La prière, ensemble ou personnelle, est commune à toutes les religions. Tous les sacrements, particulièrement la messe, sont des prières, le Notre Père, le chapelet, etc. rythment nos journées, et les moines, les religieuses, les diacres et prêtres prient matin midi et soir, parfois même la nuit. Ceci ressemble beaucoup aux prières juives ou musulmanes, ou d’autres religions. Mais y a-t-il une originalité de la prière des disciples de Jésus, et pourquoi demande-il de prier sans se décourager ? Peut-être parce qu’il faut du courage pour persévérer, et trouver du temps au milieu d’autres occupations. Peut-être aussi parce que la prière peut être réduite à son utilité, son efficacité pratique. Prier demande d’avoir le courage de s’en remettre totalement à Dieu pour son jugement ultime de nos actes, et puis agir en conscience. Comme on le voit dans l’évangile : Jésus prie son père avant de prendre de grandes décisions, il cherche quelle est la volonté de son père, pour la mettre en œuvre, mais il ne demande pas au Père ni de réfléchir ni d’agir à sa place.
On sait que Jésus est souvent, et nous aussi j’espère, en prière d’action de grâce. Mais ici il s’agit bien d’une prière de demande. La parabole qu’on vient d’entendre met face à face un juge injuste et indifférent, et « une pauvre veuve » qui n’a aucun pouvoir mais veut qu’on lui rende justice. La conclusion est simple : si même un juge sans foi ni loi finira par rendre justice, combien plus Dieu qui est juste et bon nous écoutera. Donc le contenu de la prière, c’est l’espérance en la justice de Dieu. Ce qui pose une première question : dans notre prière, demandons-nous à Dieu de rendre justice ? Est-ce cela notre demande profonde ? Normalement, des chrétiens doivent être sensibles aux misères et aux souffrances du monde. On ne peut pas être chrétien et indifférent à l’injustice commise envers les petits, les faibles, les pauvres, de toutes manières possibles. Seulement, si nous espérons que Dieu « fera justice bien vite », il y a deux gros problèmes.
Tout d’abord cette justice n’est pas forcément sensible et immédiate. Jésus lui-même mourra apparemment dans le silence de Dieu devant l’injustice qui lui est faite. La tentation, contre laquelle nous prions, est peut-être justement ce « manque de foi » qui nous fait douter de la justice de Dieu, au vu des événements du monde. « Ou est Dieu ? » « Que fait Dieu ? ». Mesurer l’action de Dieu aux résultats apparents peut mener au découragement et au désespoir.

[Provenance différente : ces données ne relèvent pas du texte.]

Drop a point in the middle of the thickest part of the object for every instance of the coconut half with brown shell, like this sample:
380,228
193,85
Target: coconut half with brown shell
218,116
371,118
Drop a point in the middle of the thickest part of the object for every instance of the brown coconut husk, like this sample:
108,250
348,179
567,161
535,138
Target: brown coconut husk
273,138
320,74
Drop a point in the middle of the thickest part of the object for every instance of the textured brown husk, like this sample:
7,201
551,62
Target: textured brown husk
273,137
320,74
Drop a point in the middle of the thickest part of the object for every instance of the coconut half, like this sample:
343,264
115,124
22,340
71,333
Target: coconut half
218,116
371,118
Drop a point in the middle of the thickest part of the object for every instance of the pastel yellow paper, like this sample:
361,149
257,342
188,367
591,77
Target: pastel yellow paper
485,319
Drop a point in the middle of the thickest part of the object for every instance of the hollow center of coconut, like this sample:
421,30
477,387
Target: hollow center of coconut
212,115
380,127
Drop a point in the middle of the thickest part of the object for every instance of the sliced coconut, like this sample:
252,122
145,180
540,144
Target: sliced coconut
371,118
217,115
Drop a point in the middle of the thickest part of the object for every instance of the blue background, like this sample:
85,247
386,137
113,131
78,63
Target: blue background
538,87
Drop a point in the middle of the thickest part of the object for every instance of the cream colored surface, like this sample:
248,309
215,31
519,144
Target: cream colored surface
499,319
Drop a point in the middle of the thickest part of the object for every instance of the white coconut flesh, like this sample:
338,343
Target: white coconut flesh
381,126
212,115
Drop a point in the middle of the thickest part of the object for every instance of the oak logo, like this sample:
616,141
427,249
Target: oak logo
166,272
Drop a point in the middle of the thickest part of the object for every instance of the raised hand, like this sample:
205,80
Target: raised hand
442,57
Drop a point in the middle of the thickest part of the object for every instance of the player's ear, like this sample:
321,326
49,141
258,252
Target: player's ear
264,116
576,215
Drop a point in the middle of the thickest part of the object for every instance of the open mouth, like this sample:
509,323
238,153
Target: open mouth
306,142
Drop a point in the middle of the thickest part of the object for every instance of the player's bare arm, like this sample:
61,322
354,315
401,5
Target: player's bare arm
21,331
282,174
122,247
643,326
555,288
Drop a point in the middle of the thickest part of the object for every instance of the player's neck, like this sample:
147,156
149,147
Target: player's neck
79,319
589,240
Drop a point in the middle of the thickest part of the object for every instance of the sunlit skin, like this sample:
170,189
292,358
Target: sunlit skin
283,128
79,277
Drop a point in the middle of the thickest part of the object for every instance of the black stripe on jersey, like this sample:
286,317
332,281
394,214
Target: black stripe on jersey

Le second problème, le plus important peut-être, est « suis-je d’accord avec la justice de Dieu ? est-ce que j’ai foi en sa manière de rendre la justice ? Est-ce que j’accepterai vraiment ses jugements ? Déjà nous ne sommes pas toujours d’accord avec les juges terrestres, qu’on estime trop durs trop laxistes. Et Dieu ? C’est sans doute pour cela que jésus s’inquiète : quand il viendra rendre justice, aurons-nous confiance en sa façon de rendre justice ? Jésus se fâche quand les apôtres demandent qu’on fasse tomber le feu du ciel sur les villages inhospitaliers. Ce n’est pas la justice du fils ainé, qui consisterait à punir le fils prodigue. C’est cela la tentation que nous demandons à Dieu de nous éviter : tentation du désespoir, tentation de la vengeance.
La foi que réclame Jésus consiste à faire confiance à la justice de Dieu et non à notre propre justice. La prière est donc bien « que ta volonté soit faite ». Quant aux « règlements de compte, la suite du notre Père est clair : pardonne-nous car nous-mêmes nous pardonnons » On ne demande pas à Dieu de juger avec nos yeux et nos critères, et d’exécuter la sentence que nous sommes trop faibles pour appliquer. On lui demande de juger lui-même. Et nous nous en remettons à sa sentence. On prie pour entrer dans les sentiments de Dieu, et non pour que Dieu entre dans nos sentiments. Et si nous entrons dans les sentiments du Père, nous ne pouvons que lui demander d’être miséricordieux, car il l’est déjà. Et si demander en faveur de l’autre la miséricorde de Dieu ne change rien en Dieu, cela change beaucoup notre cœur. La prière ne vient pas modifier les sentiments de Dieu ou infléchir son action. La prière de Jésus ne lui a pas évité la croix. La prière, dans l’Esprit saint, doit nous aider à entrer dans les sentiments de Dieu et à nous en remettre à lui pour le jugement final de notre vie et de celle de nos frères. La prière du Fils est tout entière dans le « en tes mains je remets mon esprit ».